L’Etat du Sénégal se réforme par son budget de 2020

Le budget 2020 du Sénégal va marquer une véritable révolution politique dans la gestion des finances publiques. En passant du concept de budget moyen à celui du projet avec surtout une évaluation et un contrôle rigoureux de l’utilisation des crédits par ses administrateurs déconcentrés, le Sénégal se place ainsi sur une rampe de lancement vers une vraie émergence.
L’émergence ne saurait survenir de façon éclatante si le défi de la transparence dans la gestion des affaires publique n’est pas assuré. Or depuis la Loi constitutionnelle 2016 – 10 du 05 Avril 2016, deux mesures phares confortent et confirme cette volonté des autorités de relever ce défi.
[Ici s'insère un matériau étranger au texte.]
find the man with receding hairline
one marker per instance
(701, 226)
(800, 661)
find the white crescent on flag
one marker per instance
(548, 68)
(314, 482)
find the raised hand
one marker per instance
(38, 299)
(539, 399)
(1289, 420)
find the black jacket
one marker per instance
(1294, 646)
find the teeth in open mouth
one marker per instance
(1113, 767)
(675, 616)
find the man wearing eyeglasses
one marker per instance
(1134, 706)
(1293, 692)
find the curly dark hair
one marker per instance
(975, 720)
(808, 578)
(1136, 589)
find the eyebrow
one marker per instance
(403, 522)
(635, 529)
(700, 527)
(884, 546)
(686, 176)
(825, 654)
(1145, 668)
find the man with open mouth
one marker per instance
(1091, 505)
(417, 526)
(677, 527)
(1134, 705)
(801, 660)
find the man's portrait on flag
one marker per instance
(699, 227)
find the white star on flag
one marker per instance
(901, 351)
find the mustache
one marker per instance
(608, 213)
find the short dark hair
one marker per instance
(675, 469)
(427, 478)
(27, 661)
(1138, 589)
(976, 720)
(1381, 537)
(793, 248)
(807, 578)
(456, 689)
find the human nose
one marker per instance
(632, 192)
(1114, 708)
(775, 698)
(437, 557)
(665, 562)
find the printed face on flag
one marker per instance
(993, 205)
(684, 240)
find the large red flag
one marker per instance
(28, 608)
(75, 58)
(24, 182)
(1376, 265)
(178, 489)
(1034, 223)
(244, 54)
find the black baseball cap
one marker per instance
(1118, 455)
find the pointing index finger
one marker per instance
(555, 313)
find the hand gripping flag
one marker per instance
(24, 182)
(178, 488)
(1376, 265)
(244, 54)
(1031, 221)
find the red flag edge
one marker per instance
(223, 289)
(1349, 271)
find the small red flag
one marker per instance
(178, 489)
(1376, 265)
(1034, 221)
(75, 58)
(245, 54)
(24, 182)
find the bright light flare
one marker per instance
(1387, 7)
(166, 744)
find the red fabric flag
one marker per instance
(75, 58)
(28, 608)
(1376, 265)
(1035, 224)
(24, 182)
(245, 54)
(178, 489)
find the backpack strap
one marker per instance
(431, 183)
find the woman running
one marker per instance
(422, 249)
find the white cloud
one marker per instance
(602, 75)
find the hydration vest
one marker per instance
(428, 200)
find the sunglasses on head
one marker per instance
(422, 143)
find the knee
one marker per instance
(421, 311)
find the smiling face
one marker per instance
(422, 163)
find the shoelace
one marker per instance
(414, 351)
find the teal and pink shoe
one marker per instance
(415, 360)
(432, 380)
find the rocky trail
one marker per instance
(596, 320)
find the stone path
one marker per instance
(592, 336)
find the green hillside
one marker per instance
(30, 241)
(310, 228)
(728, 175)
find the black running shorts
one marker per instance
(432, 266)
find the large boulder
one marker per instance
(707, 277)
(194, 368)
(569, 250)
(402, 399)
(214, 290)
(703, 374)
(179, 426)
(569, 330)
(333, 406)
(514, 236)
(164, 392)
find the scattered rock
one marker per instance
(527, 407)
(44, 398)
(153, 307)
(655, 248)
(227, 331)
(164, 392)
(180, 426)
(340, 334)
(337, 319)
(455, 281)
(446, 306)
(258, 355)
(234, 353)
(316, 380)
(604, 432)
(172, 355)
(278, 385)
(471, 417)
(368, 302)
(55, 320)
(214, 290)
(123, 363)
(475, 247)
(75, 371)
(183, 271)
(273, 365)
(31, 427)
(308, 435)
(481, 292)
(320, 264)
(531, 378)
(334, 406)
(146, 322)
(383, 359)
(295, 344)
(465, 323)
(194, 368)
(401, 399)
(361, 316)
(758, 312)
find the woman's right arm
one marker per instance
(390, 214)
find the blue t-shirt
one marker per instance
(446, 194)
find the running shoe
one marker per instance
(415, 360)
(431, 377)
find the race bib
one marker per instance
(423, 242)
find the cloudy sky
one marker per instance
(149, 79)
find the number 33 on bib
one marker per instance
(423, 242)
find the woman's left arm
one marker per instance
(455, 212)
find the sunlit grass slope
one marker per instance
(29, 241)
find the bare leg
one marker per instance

Il s’agit précisément des points 4 et 9 sur les 15 qui étaient soumis à un vote référendaire.
Le point 4 consacre désormais de nouveaux droits aux citoyens à savoir celui de vivre dans un environnement sain mais aussi et surtout l’accès aux ressources naturelles.
Le point 9 quant à lui, dispose de l’évaluation des politiques publiques par les parlementaires.
Cette dernière mesure justifie amplement la réforme de l’Etat par son budget car nous passerons dés cette année 2020 du budget moyen au budget programme. Point n’est besoin de rappeler que celle-ci postule un résultat concret auquel seront désormais assujettis les Ministères et autres structures de l’Etat utilisant des ressources publiques. Les crédits qui leur seront alloués à travers le budget, se justifient par les résultats qu’ils vont engranger.
Dans cette perspective, le budget de l’Etat est voté mais aussi sa mise en œuvre et contrôlée et évaluée.
Ainsi la recherche de transparence, de l’efficacité et de l’efficience est manifeste.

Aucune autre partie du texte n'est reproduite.